Media push to delay digital switch

State Counsel Mwangi Njoroge (left) and lawyer Wambua Kilonzo, for the CCK, at the Milimani High Court in Nairobi on November 26, 2013. PHOTO | PAUL WAWERU

What you need to know:

  • Through lawyer Paul Muite, they said the government should give a transition period of five years
  • The media houses are seeking to stop the digital switch-over on grounds that it will lock out over 90 per cent of television viewers

Three media houses want a five-year delay in the switch to digital broadcasting.

Nation Media Group, The Standard Group and Royal Media Services said they were not opposed to digital migration, but with the way it was being implemented.

They said the shift from analogue to digital broadcasting was unconstitutional.

They said the illegality in the process needed to be addressed before the switch-over on December 13.

Through lawyer Paul Muite, they said the government should give a transition period of five years during which both analogue and digital signals would be beamed side by side so consumers can watch television.

The media houses also argued that the decision by the Ministry of Information and the Communications Commission of Kenya to contract foreign pay-television firms to offer digital broadcasts was against Article 34 of the Constitution, which bars government interference in media management.

“The Constitution is very clear on who should be involved in implementation of broadcast licenses.

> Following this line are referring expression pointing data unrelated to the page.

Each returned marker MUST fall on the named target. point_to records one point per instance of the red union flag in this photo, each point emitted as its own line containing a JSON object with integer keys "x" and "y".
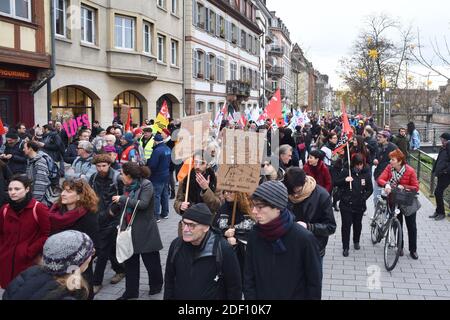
{"x": 165, "y": 110}
{"x": 347, "y": 132}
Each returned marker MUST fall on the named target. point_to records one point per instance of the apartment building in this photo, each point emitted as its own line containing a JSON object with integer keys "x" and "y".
{"x": 111, "y": 54}
{"x": 222, "y": 55}
{"x": 25, "y": 57}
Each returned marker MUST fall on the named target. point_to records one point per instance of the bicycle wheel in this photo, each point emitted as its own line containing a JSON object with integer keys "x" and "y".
{"x": 392, "y": 245}
{"x": 375, "y": 226}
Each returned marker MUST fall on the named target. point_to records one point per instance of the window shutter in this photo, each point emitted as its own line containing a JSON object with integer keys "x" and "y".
{"x": 194, "y": 13}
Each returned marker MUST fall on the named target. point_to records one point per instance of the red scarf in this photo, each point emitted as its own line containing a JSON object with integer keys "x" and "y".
{"x": 60, "y": 220}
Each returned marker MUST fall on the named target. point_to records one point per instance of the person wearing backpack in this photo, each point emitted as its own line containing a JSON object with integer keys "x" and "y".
{"x": 106, "y": 183}
{"x": 201, "y": 265}
{"x": 24, "y": 228}
{"x": 38, "y": 172}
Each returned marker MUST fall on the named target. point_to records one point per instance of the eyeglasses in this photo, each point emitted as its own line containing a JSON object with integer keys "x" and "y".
{"x": 191, "y": 226}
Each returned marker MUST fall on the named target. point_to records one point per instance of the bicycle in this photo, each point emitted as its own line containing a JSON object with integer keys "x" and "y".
{"x": 386, "y": 225}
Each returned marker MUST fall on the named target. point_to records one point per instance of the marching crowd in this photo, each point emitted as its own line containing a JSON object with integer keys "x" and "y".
{"x": 63, "y": 200}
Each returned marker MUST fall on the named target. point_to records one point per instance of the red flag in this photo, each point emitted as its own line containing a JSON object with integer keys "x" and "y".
{"x": 128, "y": 124}
{"x": 273, "y": 109}
{"x": 347, "y": 132}
{"x": 2, "y": 128}
{"x": 165, "y": 110}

It is not for the government to decide who the provider of digital licences should be, but for an independent body as outlined in the Constitution,” said Mr Muite.

DIGITAL LICENCES

According to the senior counsel, the government should have introduced a Broadcasting Bill to create an independent broadcasting authority to spearhead digital migration instead of leaving it to the CKK, which is part of the government.

He added that the decision to deny the media houses licences to broadcast digital signals was discriminative, ironical and in bad faith.

“You cannot tell a media house to go digital and at the same time deny them the licence when they have invested over Sh40 billion in their stations, then give the contracts to foreign companies which have no infrastructure in the local media market and only want to make profits,” said Mr Muite.

He further accused the government of failing to take into consideration millions of viewers who cannot afford the pay-television set-top boxes.

“Majority of consumers will not afford the average Sh5,000 for the set-top boxes given the fact that their television sets cost around Sh4,000. They will also not afford the monthly subscription, which will make them switch off leading to death of broadcast media and loss of employment to many journalists,” he said.

The media houses further accused the government of allowing pay-television providers Signet Kenya Limited, Star Times Media Limited, Pan Africa Network Group and GoTv Kenya Limited to use their intellectual property by rebroadcasting their local programmes without compensation.

The media houses are seeking to stop the digital switch-over on grounds that it will lock out over 90 per cent of television viewers and that they were left out in planning and implementation of the digital migration.

They also contend that consumers have not been given adequate information on the migration to enable them prepare for the change, which will ultimately infringe on their rights to information.

Lady Justice Mumbi Ngugi allowed the Consumer Federation of Kenya and West Media Limited to be enjoined in the petition as interested parties.

She also directed the respondents to file their responses by December 3 and scheduled the hearing on December 6.